End Polio
 
I acknowledge that I am here on Wiradjuri Land and I pay respects to their elders both past and present.
 
Thank you for your hospitality and welcoming Michael and me at your club!
 
I am here to ask you to help End Polio!
 
Rotarians like ourselves, are here because we care. We have common goals that we strive to reach personally as well with our club. Your goals may be similar to other clubs, may be vastly different but we work together to achieve better outcomes locally and further afield.
 
I was born in 1951 and I was brought into a world that had first world medicine and vaccines. My father as a 5 year old in the 1920s survived the Diphtheria epidemic in NYC because he had a hospital to go to with staff that could keep his airway open.
 
I remember some kids at school in callipers and I remember hearing those whispers of my mother and the other mums in the neighbourhood speaking about such and such a child in an ‘iron lung’, I remember so vividly! Also I have a cousin here in Australia who always walked with a limp because she contracted polio out in a regional area, not getting vaccinated in time; the vaccine was a relatively new medicine. I remember the taste of the sweet pink-stained sugar cube....yes I can say, like others, I do re-member polio. I am so thankful that it is for my children’s sake and my grandchildren’s sake, it’s just a memory.
 
In 1979 under the Rotary Foundation Health, Hunger and Humanity program, Rotary immunised more than 6,000,000 Pilipino children.
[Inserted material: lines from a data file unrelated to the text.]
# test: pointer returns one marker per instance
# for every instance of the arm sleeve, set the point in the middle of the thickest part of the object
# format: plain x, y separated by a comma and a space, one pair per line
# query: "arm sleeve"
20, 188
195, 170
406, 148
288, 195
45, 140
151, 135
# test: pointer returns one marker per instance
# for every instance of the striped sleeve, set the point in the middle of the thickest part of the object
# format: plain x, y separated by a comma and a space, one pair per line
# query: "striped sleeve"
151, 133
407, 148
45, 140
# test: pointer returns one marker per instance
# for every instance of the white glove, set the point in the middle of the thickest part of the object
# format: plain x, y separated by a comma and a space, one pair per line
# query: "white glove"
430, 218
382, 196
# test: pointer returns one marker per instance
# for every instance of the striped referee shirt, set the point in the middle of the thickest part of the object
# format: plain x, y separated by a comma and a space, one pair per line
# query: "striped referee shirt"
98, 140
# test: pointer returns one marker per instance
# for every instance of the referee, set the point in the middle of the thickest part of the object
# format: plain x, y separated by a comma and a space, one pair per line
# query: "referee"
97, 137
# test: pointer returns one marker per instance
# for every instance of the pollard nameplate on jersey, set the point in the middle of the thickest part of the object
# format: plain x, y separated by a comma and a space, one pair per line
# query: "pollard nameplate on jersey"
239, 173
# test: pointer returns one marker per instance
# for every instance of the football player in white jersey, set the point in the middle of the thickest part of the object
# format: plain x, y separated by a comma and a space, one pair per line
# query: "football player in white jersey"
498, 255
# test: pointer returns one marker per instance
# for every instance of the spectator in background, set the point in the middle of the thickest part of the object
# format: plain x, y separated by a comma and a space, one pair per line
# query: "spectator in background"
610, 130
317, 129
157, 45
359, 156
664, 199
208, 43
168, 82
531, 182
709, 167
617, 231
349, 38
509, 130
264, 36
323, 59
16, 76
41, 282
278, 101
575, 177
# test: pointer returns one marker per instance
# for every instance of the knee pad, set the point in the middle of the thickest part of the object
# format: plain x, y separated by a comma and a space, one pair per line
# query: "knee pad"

The International President John Germ, (whose own dad contracted Polio and was unable to support his family) plans to finish the work that Rotary, the primary fundraiser, along with the WHO and UNICEF began in 1988. This was when Rotary Foundation made a commitment to the goal of eradicating Polio worldwide.
 
Rotary’s End Polio campaign is supported by the Bill and Melinda Gates foundation so we can get rid of this disease in the last remaining pockets in the world once and for all.
 
Some more current info on the infection in the world so far-
 
Four countries: Pakistan, Afghanistan, India and Nigeria up till just a few years ago all were infected and now:
India is now Polio free since 2014-No recorded cases
Nigeria had 6 cases in 2014 and now polio free since the start of 2016
May 2016
Afghanistan went from 28 (2014) and now has only 5 recorded cases
Pakistan went from 306 (2014) to 11 this year
 
To date this year there have only been 16 recorded cases in the world.
 
A country or region is not declared polio free until 3 years have passed without any recorded cases. Once that occurs then vaccinations must continue for every new child born, as it is here in our own Australia until it is totally gone, much like the small pox vax that we had been given but now it is eradicated, no one has those little circular marks on  upper arm or thigh.
 
I am not here to tell you what to do with your hard earned money and where it should go, I am here to ask you to contribute to the success of the End Polio campaign. I am asking you to contribute $26.50, why this amount? Well it is the amount; (in US dollars) that was the first donation to the Rotary Foundation 100 years ago!
 
If you could all take a moment to think about what $26.50 can do for you...a lunch out, or a few groceries, for you blokes maybe a hair cut... what $26.50 can do for the End Polio is this....
 
Every $ that we donate, is matched by $2.00 from the Bill and Melinda Gates Foundation. Your $26.50 donation with the Gates Foundation $53 will provide $79.50
 
We have estimated that one dose of the vaccine is about $2...then there are all the other supporting items- vests, carrier bags for vaccines, vaccines and the purple markers to mark each child’s finger to show that they have been vaccinated.
 
So now I put to your club: if you can donate $2,650 which is 26.50 x 100 years of Foundation, just think how much that could do with the matching $2 for every $ from the Gates Foundation
 
Thank you for considering putting an end to this preventable disease.... and making it just a memory for all.